Qu’en est-il des éventuels effets secondaires de ces crèmes solaires?
Ces crèmes contiennent de nombreuses substances chimiques dont on ne connaît pas bien les effets cumulés, ni leur devenir quand elles sont dégradées par la lumière du soleil et la transpiration. Ce que l’on sait, c’est que certains filtres chimiques utilisés sont des perturbateurs endocriniens et qu’ils traversent la barrière du derme. On en retrouve des traces dans l’urine, le sang et le lait maternel, sans que l’on connaisse les conséquences de cela. Mêmes interrogations concernant les sprays dont on respire les micro-gouttelettes en suspension dans l’air.
Dans l’un de vos articles, vous accusez les organisations scientifiques et les médecins de manquer d’esprit critique…
Les crèmes n’étant pas des médicaments, les fabricants ne sont pas tenus de prouver leur efficacité, ni de montrer leur absence de nocivité.
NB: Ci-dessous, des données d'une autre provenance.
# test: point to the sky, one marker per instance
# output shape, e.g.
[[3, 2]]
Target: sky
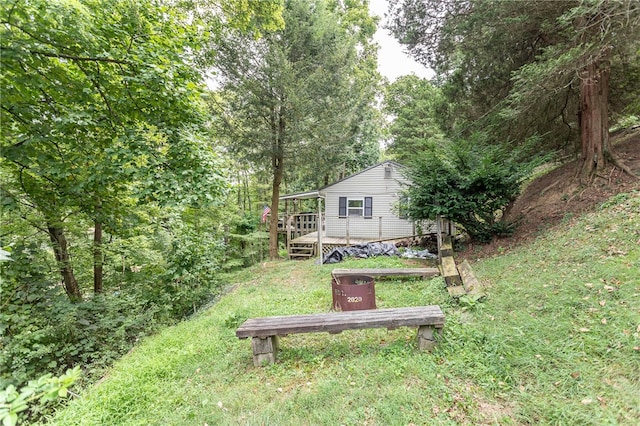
[[392, 61]]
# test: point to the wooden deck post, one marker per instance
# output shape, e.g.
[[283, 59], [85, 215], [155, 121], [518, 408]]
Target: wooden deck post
[[319, 229], [347, 230]]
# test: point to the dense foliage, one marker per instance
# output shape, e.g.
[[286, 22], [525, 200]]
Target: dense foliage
[[297, 105], [468, 182], [566, 70]]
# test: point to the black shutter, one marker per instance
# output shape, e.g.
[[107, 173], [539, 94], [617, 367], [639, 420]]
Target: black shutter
[[342, 207], [368, 207]]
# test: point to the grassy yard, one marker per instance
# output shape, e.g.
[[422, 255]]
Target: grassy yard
[[555, 342]]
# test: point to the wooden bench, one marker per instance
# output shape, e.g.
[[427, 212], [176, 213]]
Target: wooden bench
[[264, 331], [390, 272]]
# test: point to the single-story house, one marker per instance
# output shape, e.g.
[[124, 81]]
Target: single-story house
[[360, 208]]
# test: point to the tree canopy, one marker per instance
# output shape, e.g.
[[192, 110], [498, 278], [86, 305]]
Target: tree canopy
[[302, 97]]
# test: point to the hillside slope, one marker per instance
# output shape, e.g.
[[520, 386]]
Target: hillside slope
[[557, 341], [557, 196]]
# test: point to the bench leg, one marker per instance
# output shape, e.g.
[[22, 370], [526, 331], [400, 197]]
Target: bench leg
[[426, 339], [264, 350]]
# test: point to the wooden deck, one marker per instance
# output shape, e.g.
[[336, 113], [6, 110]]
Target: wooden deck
[[312, 238]]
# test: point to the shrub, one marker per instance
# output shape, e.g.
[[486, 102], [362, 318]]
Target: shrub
[[468, 182]]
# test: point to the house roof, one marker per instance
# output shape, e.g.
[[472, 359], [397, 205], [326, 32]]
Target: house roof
[[318, 192]]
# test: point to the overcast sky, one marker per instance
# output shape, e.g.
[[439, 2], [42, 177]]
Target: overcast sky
[[392, 61]]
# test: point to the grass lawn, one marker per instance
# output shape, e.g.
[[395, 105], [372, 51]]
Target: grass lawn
[[555, 342]]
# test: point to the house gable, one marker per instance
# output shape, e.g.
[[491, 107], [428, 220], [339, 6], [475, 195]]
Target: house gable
[[365, 204]]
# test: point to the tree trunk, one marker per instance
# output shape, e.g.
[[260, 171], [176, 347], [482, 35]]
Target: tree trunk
[[97, 257], [594, 118], [275, 201], [59, 242]]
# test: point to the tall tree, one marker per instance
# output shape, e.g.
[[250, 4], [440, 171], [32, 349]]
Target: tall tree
[[99, 103], [413, 104], [531, 66], [294, 97]]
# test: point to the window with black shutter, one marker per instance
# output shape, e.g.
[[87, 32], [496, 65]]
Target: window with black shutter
[[368, 207]]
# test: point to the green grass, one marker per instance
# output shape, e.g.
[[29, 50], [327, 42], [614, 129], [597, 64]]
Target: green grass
[[555, 342]]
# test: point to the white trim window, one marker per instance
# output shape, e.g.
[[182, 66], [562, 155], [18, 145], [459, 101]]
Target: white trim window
[[355, 207]]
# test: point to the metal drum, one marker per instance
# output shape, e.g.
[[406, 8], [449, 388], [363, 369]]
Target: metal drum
[[353, 292]]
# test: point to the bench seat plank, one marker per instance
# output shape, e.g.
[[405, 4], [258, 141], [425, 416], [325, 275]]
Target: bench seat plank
[[335, 322], [388, 272]]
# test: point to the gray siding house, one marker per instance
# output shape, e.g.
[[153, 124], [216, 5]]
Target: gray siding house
[[359, 208]]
Des campagnes de prévention portant sur des millions de personnes ont donc été soutenues par des médecins sans preuve d’efficacité. Les fabricants pourraient financer des études mais ne le font pas, probablement parce qu’ils doutent du résultat. Des scientifiques ont épluché l’ensemble de la littérature médicale disponible sur cette question et leur conclusion est claire: il n’y a aucune preuve que les crèmes solaires protègent du mélanome.
Vous dites que les coups de soleil subis dans l’enfance sont associés à un risque plus élevé de mélanome…
Oui, ce lien est bien prouvé. D’où l’importance de protéger efficacement les enfants soit en les gardant à l’ombre durant les heures chaudes, soit en les habillant avec des vêtements adaptés. Dans les pays asiatiques, les enfants portent tous des vêtements en lycra, des chapeaux et des lunettes.
Dans le même article, vous qualifiez le message de la Ligue suisse contre le cancer de vieille batterie. L’institution ne prend pas le problème au sérieux, selon vous?
Veille batterie parce que, sur son site internet, les recommandations de la Ligue contre le mélanome sont données en vrac: rester à l’ombre entre 11 h et 15 h, porter chapeau, lunettes de soleil et vêtements appropriés, appliquer un produit solaire. Pensant que c’est à choix, les gens utilisent la crème. L’ombre et les vêtements ont peu de succès. Le résultat du message est donc un faux sentiment de sécurité et davantage d’exposition au soleil. Il est quand même impressionnant que la ligue fasse de la prévention en ignorant ce que la population retient de ses messages et qu’elle ne prenne pas la peine de signaler l’absence de preuve d’efficacité des crèmes.
Les indices de protection sont calculés en laboratoire sur des personnes-cobayes qui appliquent 2 mg de produit par cm2 de peau, ce que personne ne fait jamais puisque cela équivaudrait à vider un tube en trois applications. Peut-on assimiler cela à de la tromperie?
Cette quasi-impossibilité d’utiliser les crèmes de la manière préconisée par les fabricants est en effet un indice de tromperie. Ce n’est pas sérieux. Il faudrait aussi parler du prix de ces produits, complètement exagéré, ou encore de la pollution qu’ils génèrent dans le milieu aquatique.
En fin de compte, le soleil est-il notre ami ou notre ennemi ?
Le soleil nous est indispensable. Il nous permet de synthétiser de la vitamine D et il a des vertus antidépressives. A petite dose et régulièrement, il est donc notre ami. A haute dose, en particulier lors d’expositions brusques, par exemple lors de vacances au soleil à Noël alors qu’on vit à l’intérieur depuis des mois, il est dangereux. Le mieux, c’est d’imiter ce que les populations du Sud font depuis toujours: se couvrir, rester à l’ombre aux heures les plus chaudes et privilégier le matin et la fin de la journée pour les activités au soleil. Enfin, il faut se faire dépister régulièrement chez le dermatologue et apprendre soi-même les critères de dangerosité des grains de beauté ou taches de notre peau.